In 1976, a camera crew for The Six Million-Dollar Man began to setup for an episode at the Nu-Pike Amusement Park in Long Beach, CA. While rearranging the props and getting ready for the production, a crew member accidentally hit a hanging prop. This caused part of the “prop” to fall off; it turned out on closer inspection of the prop, that the part that fell off was in fact a human arm.
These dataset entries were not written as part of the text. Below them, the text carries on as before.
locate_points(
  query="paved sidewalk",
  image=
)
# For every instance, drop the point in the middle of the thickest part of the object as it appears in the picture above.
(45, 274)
The truth about this spooky urban legend is that the body was that of Elmer McCurdy; a train robber killed in a shoot-out in 1911. After the undertaker embalmed the criminal, he propped the remains up in his funeral home as proof of his fine workmanship. The undertaker charged visitors 5 cents each for anyone who might have had hankering to ogle the dead felon. After years of charging nickels, the McCurdy brothers showed up to claim their sibling’s remains and to take him home. The weirdest part of the story- the brothers were not really his brothers at all and went-on to showcase McCurdy’s mummified remains at carnivals all across the nation. After the morbid country-wide side-show, McCurdy’s remains were finally laid to rest in a cemented casket- to prevent thieves from resurrecting him ever again.
Keeping with the macabre theme, this next urban legend has been proven not just once but repeatedly. A woman was found Halloween night hanging from a noose tied to a tree. Spectators “oohed” and “aahed” as they walked past with their children, for the annual trick-or-treat night out. The following day, as a crowd gathered around the “decoration,” it was discovered not to be a trick at all but the body of a suicide victim.
The fact is that suicide victims have been mistaken for Halloween decorations for many years. What used to be a simple jack-o-lantern has turned into a gory blood-bath for many families when October comes around. To have the most gruesome yard and eeriest walkway for the children has become an annual competition among neighbors in many communities.
Parents are no longer concerned to see zombie-like bodies propped-up in yards or nooses tied to trees, dangling young broken-hearted women by their fractured necks. The displays have become increasingly over-the-top and an expected part of the landscape; this ornamentation does not cause most seasoned trick-or-treaters to even bat an eye.
In 2005, a 42-year-old woman’s corpse was left hanging in public view for hours because Halloween was only five days away. Spectators had assumed that she was just one of the ghoulish decorations, set-up for display.
In 2009, a similar scene remained undisturbed in Marina Del Rey, California. The decomposing body of a 75-year-old suicide victim was on display, assumed to be a ghastly Halloween decoration in mid-October. Authorities later found out that the man had been dead for three days as the result of a self-inflicted gunshot wound to the head. The body was found on the third story of his apartment complex and could easily be seen by everyone in the area.
All of the scariest urban legends have some element of truth. It is just a matter of finding their origins and of doing a bit of research. With Halloween just a few days away, this is the first in a three-part series.